Cockburn añade que todo ello no habría conducido al triunfo del ISIS en Irak de no haber sido por la guerra civil siria. Ha sido la masiva insurrección de la población suní contra el régimen de Bashar al-Asad, basado en la minoría alauí, cuyo credo es una variante del chiismo, la que dio al ISIS su gran oportunidad para obtener apoyos y asegurarse una base territorial. Y ello conduce al aspecto más polémico de la interpretación que propone Cockburn, que se acerca peligrosamente a un meme tan sesgado como vírico: la culpa de todo siempre la tiene Occidente.
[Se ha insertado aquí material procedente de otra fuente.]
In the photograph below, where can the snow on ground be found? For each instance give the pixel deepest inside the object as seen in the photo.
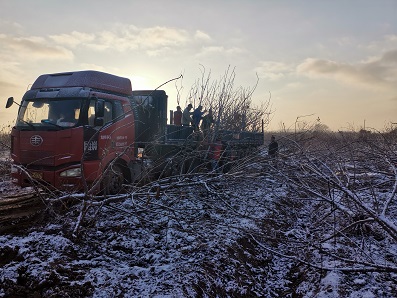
(194, 240)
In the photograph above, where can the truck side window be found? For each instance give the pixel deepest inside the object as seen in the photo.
(91, 113)
(108, 112)
(118, 109)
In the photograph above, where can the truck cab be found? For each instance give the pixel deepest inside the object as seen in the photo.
(70, 128)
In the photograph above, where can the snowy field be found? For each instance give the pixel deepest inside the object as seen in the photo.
(263, 230)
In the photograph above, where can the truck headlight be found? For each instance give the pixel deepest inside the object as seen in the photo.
(75, 172)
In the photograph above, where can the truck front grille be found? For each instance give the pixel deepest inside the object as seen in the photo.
(42, 158)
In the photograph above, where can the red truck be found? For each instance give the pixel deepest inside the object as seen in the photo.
(88, 130)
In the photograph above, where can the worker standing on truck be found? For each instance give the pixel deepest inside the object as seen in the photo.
(197, 116)
(186, 115)
(178, 116)
(207, 122)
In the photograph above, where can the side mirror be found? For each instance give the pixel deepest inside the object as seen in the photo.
(99, 111)
(10, 101)
(99, 108)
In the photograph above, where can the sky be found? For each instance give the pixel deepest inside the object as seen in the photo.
(328, 61)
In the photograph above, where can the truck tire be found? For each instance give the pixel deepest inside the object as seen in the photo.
(114, 180)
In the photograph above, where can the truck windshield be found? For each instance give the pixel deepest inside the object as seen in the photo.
(61, 113)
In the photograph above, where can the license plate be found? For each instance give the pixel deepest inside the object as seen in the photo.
(37, 175)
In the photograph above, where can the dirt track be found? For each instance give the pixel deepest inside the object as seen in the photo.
(17, 211)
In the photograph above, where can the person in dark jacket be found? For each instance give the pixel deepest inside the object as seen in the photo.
(207, 122)
(186, 115)
(273, 147)
(178, 116)
(197, 116)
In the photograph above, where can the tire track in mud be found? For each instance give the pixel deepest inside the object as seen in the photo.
(19, 211)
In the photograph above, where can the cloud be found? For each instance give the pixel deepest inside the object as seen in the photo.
(273, 70)
(127, 37)
(32, 48)
(376, 73)
(202, 36)
(73, 39)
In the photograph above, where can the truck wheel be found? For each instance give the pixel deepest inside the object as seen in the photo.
(114, 180)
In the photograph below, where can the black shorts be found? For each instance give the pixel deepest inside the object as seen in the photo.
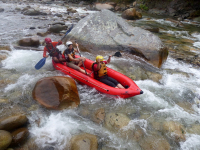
(109, 81)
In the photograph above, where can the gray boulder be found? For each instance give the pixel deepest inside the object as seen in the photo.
(105, 30)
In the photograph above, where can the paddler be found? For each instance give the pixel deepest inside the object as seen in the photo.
(53, 51)
(100, 72)
(73, 62)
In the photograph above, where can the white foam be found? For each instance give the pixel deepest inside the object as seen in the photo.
(177, 113)
(57, 129)
(192, 142)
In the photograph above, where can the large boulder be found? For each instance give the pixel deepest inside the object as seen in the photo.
(105, 30)
(5, 139)
(19, 136)
(131, 14)
(84, 141)
(116, 121)
(34, 41)
(56, 92)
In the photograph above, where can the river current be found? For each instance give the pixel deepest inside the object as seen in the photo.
(180, 83)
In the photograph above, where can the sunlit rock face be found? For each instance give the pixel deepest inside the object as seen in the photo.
(105, 30)
(56, 92)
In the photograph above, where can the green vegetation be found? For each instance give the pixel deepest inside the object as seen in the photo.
(144, 7)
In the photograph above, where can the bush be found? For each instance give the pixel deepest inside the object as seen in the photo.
(144, 7)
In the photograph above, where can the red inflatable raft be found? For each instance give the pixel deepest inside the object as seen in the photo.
(131, 91)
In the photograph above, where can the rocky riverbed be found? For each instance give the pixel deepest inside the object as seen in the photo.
(166, 115)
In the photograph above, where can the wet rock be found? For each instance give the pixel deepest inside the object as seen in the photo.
(56, 28)
(5, 139)
(19, 136)
(33, 12)
(42, 34)
(29, 42)
(131, 14)
(176, 130)
(186, 106)
(84, 141)
(56, 92)
(116, 121)
(71, 10)
(153, 142)
(118, 35)
(151, 29)
(13, 122)
(5, 47)
(157, 11)
(100, 6)
(58, 15)
(194, 129)
(99, 116)
(18, 9)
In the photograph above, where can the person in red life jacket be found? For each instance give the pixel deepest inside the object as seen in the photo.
(100, 72)
(73, 62)
(53, 51)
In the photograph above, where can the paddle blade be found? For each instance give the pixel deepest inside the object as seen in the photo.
(117, 54)
(40, 63)
(69, 29)
(67, 32)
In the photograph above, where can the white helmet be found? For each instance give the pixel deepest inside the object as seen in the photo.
(68, 43)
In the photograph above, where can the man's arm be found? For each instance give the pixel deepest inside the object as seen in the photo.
(109, 59)
(45, 52)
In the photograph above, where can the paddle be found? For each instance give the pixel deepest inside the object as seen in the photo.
(43, 60)
(80, 56)
(117, 54)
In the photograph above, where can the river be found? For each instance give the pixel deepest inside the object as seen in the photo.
(174, 98)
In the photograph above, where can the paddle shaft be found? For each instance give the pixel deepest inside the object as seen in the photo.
(43, 60)
(80, 56)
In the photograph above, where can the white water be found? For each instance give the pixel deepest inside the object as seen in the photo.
(159, 99)
(60, 126)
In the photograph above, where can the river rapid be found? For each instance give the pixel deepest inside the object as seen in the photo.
(174, 98)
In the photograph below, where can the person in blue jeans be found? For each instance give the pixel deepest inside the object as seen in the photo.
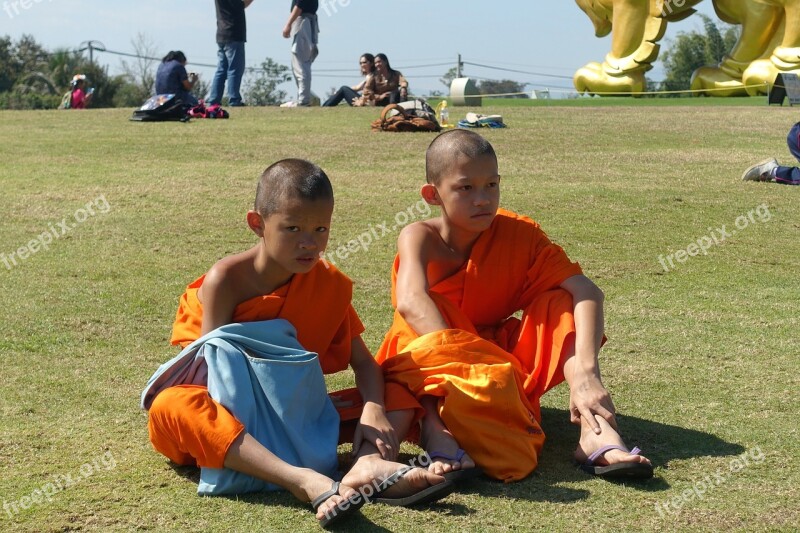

Su tesis es que la guerra con el terror emprendida por Estados Unidos y sus aliados a partir del 11-S ha sido un fracaso. No le falta cierta razón al afirmarlo, ya que el balance de las intervenciones en Afganistán e Irak no es muy positivo y en particular la decisión de invadir Irak no ha resultado ni justificada (no había tal acumulación de armas de destrucción masiva) ni eficaz (la estabilidad en el Medio Oriente no ha aumentado). Pero Cockburn va demasiado lejos al sostener que Afganistán no era un objetivo adecuado, a pesar de que el régimen talibán permitía bases de Al Qaeda, y que en cambio se debía haber metido en cintura a dos aliados de Estados Unidos como Paquistán, que había contribuido al triunfo talibán, y Arabia Saudí, cuyos petrodólares habían fomentado la difusión mundial del islamismo radical. Son sin duda dos regímenes manifiestamente mejorables, pero, ¿cómo podría Occidente haberles forzado a mejorar?
Cockburn no ofrece respuesta a esa pregunta, pero de su libro se deduce que derribar a la casa de Saud no habría sido una buena idea, ya que su tesis es que toda intervención occidental tiene efectos negativos. No se debió derribar el régimen de los talibanes ni a Saddam Hussein, no se debió apoyar a los rebeldes libios contra Gadafi y ha sido un error pretender forzar la dimisión de al-Asad. En todos los casos “la participación de Occidente exacerbó las diferencias existentes y empujó a las partes hostiles a una guerra civil”.
Aparentemente, si los asesinos del ISIS utilizan a un niño de diez años para matar a dos rehenes rusos, la culpa en el fondo es nuestra. Frente a esta autoflagelación obsesiva, yo asumo el lema solidario de los franceses: “Je suis Charlie, je suis juif, je suis flic, je suis la République”.
Traducción de Alma Alexandra García. Revisión de JC Granados. Ariel. Barcelona, 2015. 136 páginas. 14,35 euros. Ebook: 7,99 euros.